The proposed transnational institute, he said, "is old wine in new bottles."

"There is a danger in claiming you have to build a huge institution" to conduct solidarity campaigns, Mr. Donahue warned. "Pretending to gather information on every multinational in the world against the possibility you may have a problem" with some of them "may not be the most efficient use of resources."

The most explosive issue raised by the opposition concerns the record of the AFL-CIO institutes that use U.S. government funds to support unions in developing countries. In 1995, the AFL-CIO institutes in Asia, Africa and Central America received nearly $12 million from Congress, a State Department official said.

Many labor officials have criticized the institutes for being too closely tied to U.S. Cold War policies.

"Before, if you got involved supporting unions, you had to look after whether they were right-wing or left-wing," said Jack Sheinkman, a former textile-union president who challenged AFL-CIO foreign policy in the 1980s. ''We supported unions, independent unions."

Critics of the institutes point to an incident in 1988, when the AFL-CIO's American Institute for Free Labor Development (AIFLD) lobbied the Reagan administration to reject a proposal to penalize El Salvador for violating workers' rights.

"That is one of the worst blots on AFL-CIO history," said Holly Burkhalter, the Washington representative for Americas Watch, who wrote the petition to remove El Salvador from the Generalized System of Preferences.

She said the AIFLD overlooked serious human-rights violations against unions supporting the leftist insurgency against the U.S.-supported administration of Jose Napoleon Duarte.

"The focus of those institutes was not on winning any kind of campaign, but geared towards winning the Cold War," Mr. Trumka said. Government money, he said, "set the agenda rather than the trade union movement setting the agenda."

Because of their history, the AFL-CIO institutes remain detached from the needs of U.S. workers and "lack the ability to identify transnational and multinational corporations," he said.

Worse, because the institutes "didn't tell people (abroad) what our economic system was really like and what it did to workers . . . there's never been the international scrutiny on the United States to change the system to make it more worker-friendly," he said.


"I think Rich (Trumka) is dead wrong," said Mr. Donahue. "To say they're soft on capitalism or gloss over U.S. problems is simply a distortion that is not credible."

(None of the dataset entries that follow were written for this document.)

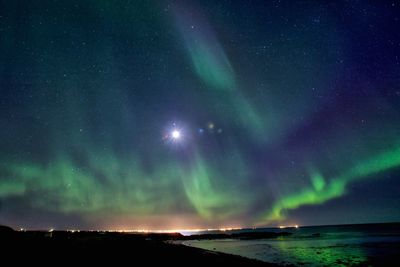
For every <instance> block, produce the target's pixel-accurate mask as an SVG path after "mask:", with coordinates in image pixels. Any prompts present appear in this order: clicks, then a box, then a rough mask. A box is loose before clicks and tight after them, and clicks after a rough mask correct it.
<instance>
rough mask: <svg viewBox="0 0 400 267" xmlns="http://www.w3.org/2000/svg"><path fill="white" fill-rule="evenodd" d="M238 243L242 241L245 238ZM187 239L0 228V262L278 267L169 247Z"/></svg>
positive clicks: (79, 263)
mask: <svg viewBox="0 0 400 267" xmlns="http://www.w3.org/2000/svg"><path fill="white" fill-rule="evenodd" d="M264 235H265V233H264ZM273 235H274V234H273ZM225 237H226V236H225ZM203 238H209V237H207V236H202V237H201V236H196V237H195V239H203ZM220 238H222V235H221V236H220ZM238 238H244V236H239V237H238ZM250 238H254V236H253V235H252V236H251V237H250ZM186 239H188V237H185V236H183V235H181V234H179V233H173V234H141V233H140V234H137V233H118V232H96V231H95V232H85V231H79V232H73V233H72V232H69V231H52V232H45V231H14V230H13V229H11V228H9V227H5V226H0V242H1V244H0V246H1V250H2V253H1V255H2V261H3V262H5V261H6V259H7V260H10V259H12V263H13V265H18V264H22V263H29V264H31V265H32V264H34V263H35V264H36V263H39V264H46V265H47V264H51V265H55V266H58V265H61V264H63V265H65V264H67V265H70V264H74V265H82V264H90V266H93V265H96V264H106V265H108V264H110V265H111V266H121V265H126V266H147V265H153V264H157V265H161V264H162V266H174V265H178V266H179V265H187V266H199V265H203V264H209V266H216V265H217V266H218V265H223V266H225V265H228V266H276V265H274V264H269V263H265V262H261V261H257V260H252V259H247V258H244V257H240V256H235V255H228V254H224V253H219V252H213V251H207V250H203V249H198V248H192V247H187V246H184V245H179V244H171V242H167V241H171V240H186ZM191 239H193V237H192V238H191ZM203 266H206V265H203Z"/></svg>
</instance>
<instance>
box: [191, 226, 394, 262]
mask: <svg viewBox="0 0 400 267" xmlns="http://www.w3.org/2000/svg"><path fill="white" fill-rule="evenodd" d="M230 232H231V233H238V232H241V233H243V232H278V233H279V232H289V233H292V234H291V235H289V236H280V237H278V238H270V239H257V240H240V239H229V238H228V239H215V240H213V239H207V240H186V241H184V242H183V244H184V245H187V246H192V247H196V248H202V249H206V250H210V251H218V252H224V253H229V254H235V255H240V256H243V257H247V258H252V259H258V260H261V261H265V262H270V263H276V264H279V265H283V266H400V265H399V261H398V259H399V256H400V255H399V254H400V223H385V224H357V225H333V226H308V227H297V228H296V227H287V228H283V229H282V228H257V229H241V230H233V231H230ZM203 233H204V234H210V233H211V234H212V233H220V232H218V231H212V232H203ZM203 233H200V234H203ZM224 233H225V234H226V233H227V232H226V231H225V232H224ZM228 233H229V232H228ZM186 234H187V233H186ZM196 234H199V233H196ZM395 260H396V261H395Z"/></svg>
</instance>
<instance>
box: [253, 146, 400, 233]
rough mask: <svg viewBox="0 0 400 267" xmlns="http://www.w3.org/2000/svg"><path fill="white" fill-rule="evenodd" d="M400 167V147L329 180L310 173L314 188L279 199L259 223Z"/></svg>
mask: <svg viewBox="0 0 400 267" xmlns="http://www.w3.org/2000/svg"><path fill="white" fill-rule="evenodd" d="M399 166H400V148H397V149H394V150H392V151H387V152H386V153H382V154H380V155H377V156H375V157H373V158H371V159H370V160H367V161H364V162H360V163H358V164H357V165H355V166H353V167H352V168H350V169H349V170H347V171H346V172H344V173H342V174H341V175H339V176H337V177H334V178H331V179H329V181H327V180H326V179H325V178H324V177H323V176H322V175H321V174H320V173H319V172H316V171H313V172H312V174H311V175H310V180H311V185H312V186H311V187H310V188H304V189H302V190H300V191H299V192H294V193H292V194H290V195H288V196H283V197H282V198H281V199H279V200H278V201H277V202H276V203H274V205H273V206H272V209H271V210H270V211H268V213H267V215H265V216H264V217H263V219H262V220H261V222H260V224H261V225H263V224H265V222H266V221H267V222H271V221H282V220H284V219H285V218H286V216H285V211H288V210H293V209H297V208H299V207H301V206H303V205H319V204H322V203H324V202H326V201H328V200H331V199H334V198H337V197H341V196H343V194H345V193H346V187H347V185H348V184H350V183H352V182H356V181H358V180H363V179H368V178H371V177H373V175H375V174H378V173H380V172H384V171H388V170H390V169H392V168H396V167H399Z"/></svg>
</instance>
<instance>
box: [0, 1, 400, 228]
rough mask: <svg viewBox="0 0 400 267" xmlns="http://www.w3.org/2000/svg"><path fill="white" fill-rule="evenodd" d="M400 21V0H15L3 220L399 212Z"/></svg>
mask: <svg viewBox="0 0 400 267" xmlns="http://www.w3.org/2000/svg"><path fill="white" fill-rule="evenodd" d="M399 28H400V3H398V2H397V1H356V0H354V1H335V2H334V3H326V2H325V1H261V0H259V1H255V0H254V1H234V0H232V1H211V0H210V1H208V0H207V1H172V0H171V1H168V0H160V1H150V0H149V1H127V0H122V1H107V0H85V1H63V0H59V1H56V0H51V1H50V0H45V1H39V2H38V1H23V0H16V1H0V63H1V64H0V92H1V98H0V110H1V111H0V129H1V130H0V224H7V225H11V226H14V227H24V228H32V229H38V228H39V229H46V228H61V229H72V228H78V229H182V228H219V227H252V226H276V225H279V224H283V225H288V224H299V225H306V224H308V225H315V224H336V223H366V222H390V221H399V220H400V180H399V176H400V32H399V31H398V29H399ZM174 127H178V128H179V138H176V140H174V141H173V142H169V141H168V140H166V139H165V137H166V136H167V138H168V134H169V133H170V131H172V130H173V129H174ZM174 135H175V136H178V135H176V133H174Z"/></svg>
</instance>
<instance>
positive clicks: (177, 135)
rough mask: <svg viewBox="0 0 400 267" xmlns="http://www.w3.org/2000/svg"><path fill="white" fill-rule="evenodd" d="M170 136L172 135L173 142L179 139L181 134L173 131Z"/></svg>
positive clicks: (179, 132)
mask: <svg viewBox="0 0 400 267" xmlns="http://www.w3.org/2000/svg"><path fill="white" fill-rule="evenodd" d="M171 135H172V138H173V139H175V140H177V139H179V138H181V132H180V131H178V130H173V131H172V134H171Z"/></svg>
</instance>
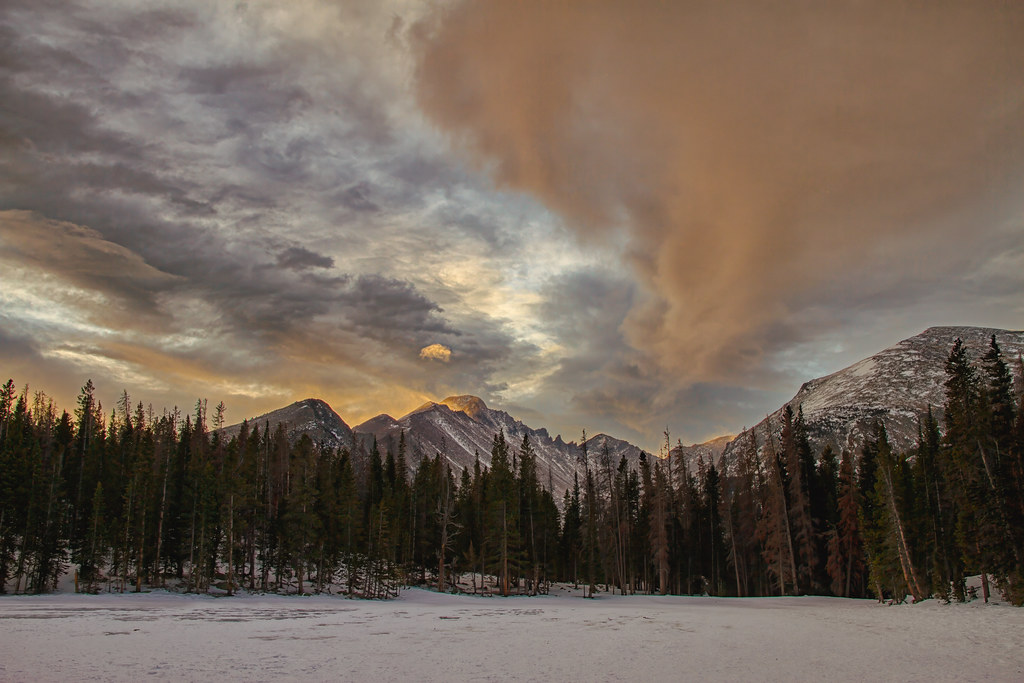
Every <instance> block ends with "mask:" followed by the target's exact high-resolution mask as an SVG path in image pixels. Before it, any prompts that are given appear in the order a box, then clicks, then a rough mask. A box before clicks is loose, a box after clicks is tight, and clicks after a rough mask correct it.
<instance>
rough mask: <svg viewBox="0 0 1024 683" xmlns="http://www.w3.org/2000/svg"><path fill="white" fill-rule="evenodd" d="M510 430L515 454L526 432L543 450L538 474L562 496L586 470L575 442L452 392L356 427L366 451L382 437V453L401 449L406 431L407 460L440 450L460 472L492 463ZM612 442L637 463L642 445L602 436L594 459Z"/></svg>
mask: <svg viewBox="0 0 1024 683" xmlns="http://www.w3.org/2000/svg"><path fill="white" fill-rule="evenodd" d="M499 430H501V431H504V433H505V438H506V440H507V441H508V442H509V445H510V446H511V449H512V452H513V453H516V454H517V453H518V450H519V446H520V445H521V443H522V439H523V436H524V435H528V436H529V442H530V444H531V445H532V447H534V452H535V453H536V454H537V472H538V478H539V479H540V480H541V485H543V486H545V487H548V485H549V484H550V486H551V489H552V492H553V493H554V495H555V497H556V498H560V497H561V495H562V493H563V492H564V490H565V489H566V488H568V487H570V486H571V485H572V477H573V473H574V472H575V471H577V468H578V467H581V468H582V465H581V463H582V461H581V457H582V453H583V452H582V450H581V449H580V446H579V444H578V443H575V442H574V441H563V440H562V437H561V436H560V435H559V436H556V437H555V438H551V436H550V435H549V434H548V431H547V430H546V429H543V428H541V429H534V428H531V427H528V426H527V425H525V424H523V423H522V422H520V421H518V420H516V419H514V418H513V417H512V416H510V415H509V414H508V413H505V412H504V411H494V410H490V409H489V408H487V407H486V405H485V404H484V402H483V401H482V400H481V399H480V398H477V397H476V396H450V397H447V398H445V399H444V400H442V401H440V402H433V401H431V402H428V403H425V404H423V405H421V407H420V408H418V409H417V410H415V411H413V412H412V413H410V414H409V415H407V416H404V417H402V418H399V419H397V420H395V419H394V418H391V417H390V416H387V415H379V416H377V417H376V418H372V419H371V420H368V421H367V422H364V423H362V424H360V425H357V426H356V427H355V430H354V431H355V433H356V437H357V438H358V439H359V441H360V443H361V444H362V446H364V449H367V450H369V447H370V442H371V440H372V439H373V438H375V437H376V438H377V441H378V446H379V447H380V449H381V451H382V452H383V451H385V450H386V449H389V447H390V449H397V443H398V439H399V437H400V434H401V433H402V432H404V434H406V446H407V460H408V462H409V464H410V467H415V465H416V463H418V462H419V460H420V458H422V457H424V456H426V457H431V458H432V457H433V456H434V455H435V454H437V453H440V454H442V455H443V456H444V457H445V458H447V461H449V463H450V464H451V465H452V468H453V470H454V471H455V472H456V473H457V474H458V473H459V472H461V471H462V469H463V468H466V467H468V468H472V467H473V464H474V461H475V460H476V458H477V457H479V459H480V464H481V465H483V466H489V465H490V447H492V444H493V442H494V437H495V434H497V433H498V432H499ZM605 443H607V446H608V454H609V456H610V457H611V459H612V464H613V465H617V464H618V460H620V458H621V457H623V456H625V457H626V458H627V460H629V461H631V462H634V461H635V460H636V459H637V458H639V455H640V449H639V447H637V446H635V445H633V444H632V443H629V442H627V441H623V440H620V439H615V438H612V437H610V436H605V435H604V434H599V435H597V436H594V437H591V438H589V439H587V445H588V452H589V455H590V458H591V462H592V463H593V462H596V459H597V458H598V457H599V456H600V455H601V454H602V453H603V451H604V445H605Z"/></svg>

Mr. Donahue said two AIFLD officials promoting land reform in El Salvador were assassinated in 1981. "To say we were carrying out policies not in support of El Salvador's unions is to denigrate those people," he said. "Our policy was never dictated by the Duarte government or the American government."

In any case, the institutes make their decisions independent of the government, he said.

"We propose an agenda and we propose budgets; if they (government agencies) choose to fund them, we can carry them out," he said. "I know the Cold War is over, and I suspect everyone in the institutes knows that."

But a recent AIFLD document on Cuba appears to contradict those assertions. The report, entitled "Foreign Investors: Oiling the Cuban Government Machine," argued against efforts to ease the U.S. economic embargo against Cuba and concluded that foreign investment under Fidel Castro "is not likely to lead to a democratic outcome."